What exactly does the "ALU" field in the OpenCL Profiler mean?
For example, is this the number of raw ALU Operations OR is it the number of 5-wide ALU operations?
What I mean is if you have 5 ADDs, one in each stream core of one VLIW processor, is that 5 ALUs or just 1?
Thank you.
It is the number of 5-wide ALU ops processed. So it will report 1 in your example.
Ok, I was just curious because I have an app where after some transformation, the ALU count increases but so does the performance. I assumed this was the case because the ALU packing also increased. Thank you.
Originally posted by: bpurnomo It is the number of 5-wide ALU ops processed. So it will report 1 in your example.
bpurnomo,
I think I misunderstood you the first time, so if the ALU increases that means that the number of VLIW instructions has increased (not necessarily the number of actual ALU ops), correct?
Like I said before, I'm curious where this performance increase has come from because both the fetch and ALU has increased; however so has the ALU Packing.
I think I misunderstood you the first time, so if the ALU increases that means that the number of VLIW instructions has increased (not necessarily the number of actual ALU ops), correct?
If both the ALU and ALUPacking increase, then the number of actual ALU ops (scalar ops) must increase too. To calculate the scalar ops, use the following formula: ALU scalar ops = 5 * ALU * ALUPacking/100.
Like I said before, I'm curious where this performance increase has come from because both the fetch and ALU has increased; however so has the ALU Packing.
Hard to say without an access to the code.

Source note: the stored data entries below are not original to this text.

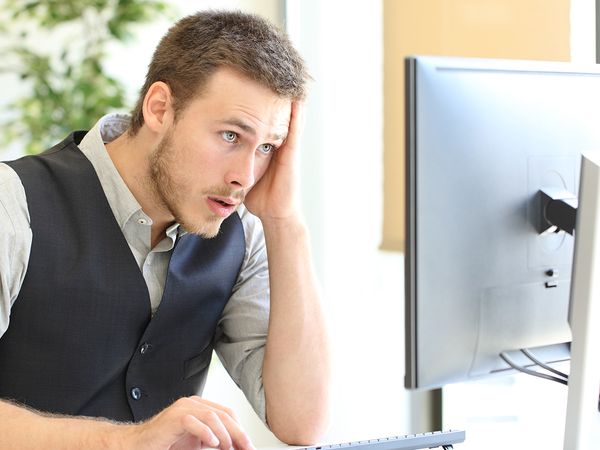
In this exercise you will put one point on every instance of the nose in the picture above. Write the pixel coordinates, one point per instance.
(240, 173)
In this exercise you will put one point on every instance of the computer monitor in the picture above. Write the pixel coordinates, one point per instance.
(483, 275)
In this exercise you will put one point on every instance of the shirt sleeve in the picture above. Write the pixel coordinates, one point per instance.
(15, 241)
(242, 329)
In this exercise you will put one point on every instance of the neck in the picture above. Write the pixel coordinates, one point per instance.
(131, 157)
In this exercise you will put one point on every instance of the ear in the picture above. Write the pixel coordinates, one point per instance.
(158, 107)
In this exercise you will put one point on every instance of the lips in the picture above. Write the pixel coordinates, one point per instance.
(222, 206)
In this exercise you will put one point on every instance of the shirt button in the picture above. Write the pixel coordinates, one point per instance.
(136, 393)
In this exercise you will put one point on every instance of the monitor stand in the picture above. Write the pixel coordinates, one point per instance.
(582, 425)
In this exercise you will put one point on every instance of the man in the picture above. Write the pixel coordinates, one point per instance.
(129, 252)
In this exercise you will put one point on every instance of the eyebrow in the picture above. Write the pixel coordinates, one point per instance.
(250, 129)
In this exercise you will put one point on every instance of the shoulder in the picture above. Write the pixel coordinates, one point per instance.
(13, 203)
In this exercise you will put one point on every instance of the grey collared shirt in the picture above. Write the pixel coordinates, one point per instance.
(242, 330)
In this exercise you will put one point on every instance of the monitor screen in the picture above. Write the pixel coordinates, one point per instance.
(482, 275)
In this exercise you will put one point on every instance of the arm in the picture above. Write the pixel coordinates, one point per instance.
(296, 368)
(187, 424)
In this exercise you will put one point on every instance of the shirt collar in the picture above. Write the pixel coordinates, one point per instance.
(123, 204)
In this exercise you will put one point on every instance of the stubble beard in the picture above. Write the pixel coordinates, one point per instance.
(168, 192)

Performance is affected by many factors.
Interesting. Well, everything else looks to be the same. The same number of GPRs, fetches, etc...
Obviously, the ALU Busy has increased too.
I'm not really sure why the performance gain (~20% on large sizes, like 1024x1024).
The only thing is I know the CF decreases, but it would seem from another post by Micah that you only need ~5 WFs to hide all CF, and there are 16 WF (reported by profiler).
If anyone has any idea I'd be glad to hear it.
So here's a very related question: can control flow latency be hidden in a fetch bound kernel?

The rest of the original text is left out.